====== How (not) to build publicly available NLP web services ======
Material:
* CGI: [[wp>Common_Gateway_Interface]]
* FastCGI: [[wp>FastCGI]]
* WSGI: [[wp>Web_Server_Gateway_Interface]]
* Repo: [[gitlab>graen/nlpservice]]
* DB: [[https://pub.cl.uzh.ch/adminer/?pgsql=pollux&username=nlpserviceadmin&db=nlpservice&ns=public]]
* Visual Parsing
* Demo [[https://pub.cl.uzh.ch/projects/sparcling/visualparsing/bootstrap/]]
* Repo: [[gitlab>pcl-iii/visualparsing]]
===== Converting command line tools to services =====
==== TreeTaggerWrapper ====
* File: ''/mnt/storage/clfiles/resources/lib/python2.7/dist-packages/treetaggerwrapper.py''
# Send text to TreeTagger, get result.
logger.debug("Tagging text.")
t = threading.Thread(target=pipe_writer,
args=(self.taginput,
lines, self.dummysequence,
self.taginencoding,
self.taginencerr))
t.start()
result = []
intext = False
lastline_time = time.time()
while True:
line = self.tagoutput.readline()
if DEBUG: logger.debug("Read from TreeTagger: %r", line)
if not line:
if (time.time() - lastline_time) > TAGGER_TIMEOUT:
# We already wait some times, there may be a problem with tagging
# process communication. This avoid infinite loop.

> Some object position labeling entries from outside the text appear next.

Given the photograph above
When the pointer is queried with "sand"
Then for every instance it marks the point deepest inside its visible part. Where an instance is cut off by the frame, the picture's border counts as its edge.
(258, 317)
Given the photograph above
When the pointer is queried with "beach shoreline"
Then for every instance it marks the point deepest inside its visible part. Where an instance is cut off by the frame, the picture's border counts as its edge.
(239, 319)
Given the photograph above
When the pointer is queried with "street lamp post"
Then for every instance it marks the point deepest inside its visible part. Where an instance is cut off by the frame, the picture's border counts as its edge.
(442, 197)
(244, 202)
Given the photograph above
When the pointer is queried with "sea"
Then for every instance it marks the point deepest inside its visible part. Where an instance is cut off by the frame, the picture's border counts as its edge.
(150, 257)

logger.error("Time out for TreeTagger reply.")
raise TreeTaggerError("Time out for TreeTagger reply, enable debug / see error logs")
else:
# We process too much quickly, leave time for tagger and writer
# thread to work.
time.sleep(0.1)
continue # read again.
lastline_time = time.time()
line = line.decode(self.tagoutencoding, self.tagoutencerr)
line = line.strip()
if line == STARTOFTEXT:
intext = True
continue
if line == ENDOFTEXT: # The flag we sent to identify texts.
intext = False
break
if intext and line:
if not (self.removesgml and is_sgml_tag(line)):
result.append(line)
def pipe_writer(pipe, text, flushsequence, encoding, errors):
"""Write a text to a pipe and manage pre-post data to ensure flushing.
For internal use.
If text is composed of str strings, they are written as-is (ie. assume
ad-hoc encoding is providen by caller). If it is composed of unicode
strings, then they are converted to the specified encoding.
:param pipe: the Popen pipe on what to write the text.

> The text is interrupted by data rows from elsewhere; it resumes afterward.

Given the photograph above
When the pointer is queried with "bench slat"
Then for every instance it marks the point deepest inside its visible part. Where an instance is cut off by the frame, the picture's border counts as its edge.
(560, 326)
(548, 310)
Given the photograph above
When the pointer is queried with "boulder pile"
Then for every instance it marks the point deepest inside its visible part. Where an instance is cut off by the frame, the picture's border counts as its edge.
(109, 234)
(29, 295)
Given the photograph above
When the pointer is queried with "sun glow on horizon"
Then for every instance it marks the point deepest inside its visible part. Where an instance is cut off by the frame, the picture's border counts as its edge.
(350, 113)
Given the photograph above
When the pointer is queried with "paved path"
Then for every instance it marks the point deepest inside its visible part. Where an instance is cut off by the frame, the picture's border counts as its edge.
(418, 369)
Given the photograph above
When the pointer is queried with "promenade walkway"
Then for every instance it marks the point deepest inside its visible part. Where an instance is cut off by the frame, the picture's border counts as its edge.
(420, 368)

:type pipe: Popen object (file-like with write and flush methods)
:param text: the text to write.
:type text: string or list of strings
:param flushsequence: lines of tokens to ensure flush by TreeTagger.

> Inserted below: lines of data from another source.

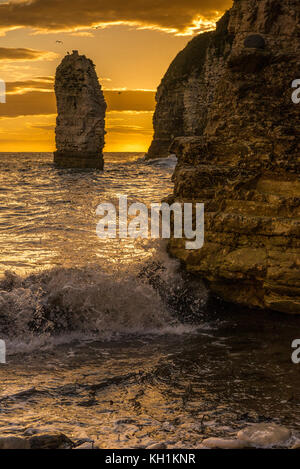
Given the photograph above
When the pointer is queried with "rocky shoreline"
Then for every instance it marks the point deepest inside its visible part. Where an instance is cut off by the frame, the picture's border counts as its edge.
(263, 435)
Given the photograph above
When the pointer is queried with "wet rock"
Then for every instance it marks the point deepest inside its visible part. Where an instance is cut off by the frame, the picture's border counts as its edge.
(87, 445)
(50, 441)
(264, 435)
(81, 111)
(221, 443)
(13, 442)
(255, 41)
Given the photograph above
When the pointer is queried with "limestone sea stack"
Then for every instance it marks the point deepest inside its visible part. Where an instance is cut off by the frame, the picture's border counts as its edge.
(244, 162)
(81, 108)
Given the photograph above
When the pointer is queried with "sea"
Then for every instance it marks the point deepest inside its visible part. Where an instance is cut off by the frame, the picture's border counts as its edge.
(111, 340)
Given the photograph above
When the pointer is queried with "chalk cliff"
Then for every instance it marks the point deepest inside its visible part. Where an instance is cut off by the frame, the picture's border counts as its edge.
(81, 111)
(243, 159)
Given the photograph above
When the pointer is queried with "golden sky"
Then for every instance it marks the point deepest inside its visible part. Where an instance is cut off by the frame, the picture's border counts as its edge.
(132, 43)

:type flushsequence: string (with \\n between tokens)
:param encoding: encoding of texts written on the pipe.
:type encoding: str
:param errors: how to manage encoding errors: strict/ignore/replace.
:type errors: str
"""
"de": {
"encoding": "utf-8",
"tagparfile": "german-utf8.par",
"abbrevfile": "german-abbreviations-utf8",
"pchar": ALONEMARKS + "'",
"fchar": ALONEMARKS + "'",
"pclictic": "",
"fclictic": "'(s|re|ve|d|m|em|ll)|n't",
"number": NUMBER_EXPRESSION,
"dummysentence": "Das ist ein Testsatz um das Stossen der "
"daten sicherzustellen .",
"replurlexp": 'replaced-url',
"replemailexp": 'replaced-email',
"replipexp": 'replaced-ip',
"repldnsexp": 'replaced-dns'
},
===== Connection limit in Nginx config =====
[[https://nginx.org/en/docs/http/ngx_http_limit_conn_module.html#limit_conn_zone|"limit_conn_zone" directive]]
limit_conn_zone $binary_remote_addr zone=addr:10m;
location /demo/parzu/ {
limit_conn addr 1;
rewrite /demo/parzu/(.*)$ /$1 break;
proxy_pass http://dutchy.cli/clfiles/projects/cl/webapp/parzu/$1$is_args$args;
}
location /demo/corzu/ {
limit_conn addr 1;
rewrite /demo/corzu/(.*)$ /$1 break;
proxy_pass http://dutchy.cli/harlie/projects/clcoref/corzu_web_demo/$1$is_args$args;
}
===== Self-locking application =====
==== ParZu ====
* Demo: [[https://pub.cl.uzh.ch/demo/parzu/]]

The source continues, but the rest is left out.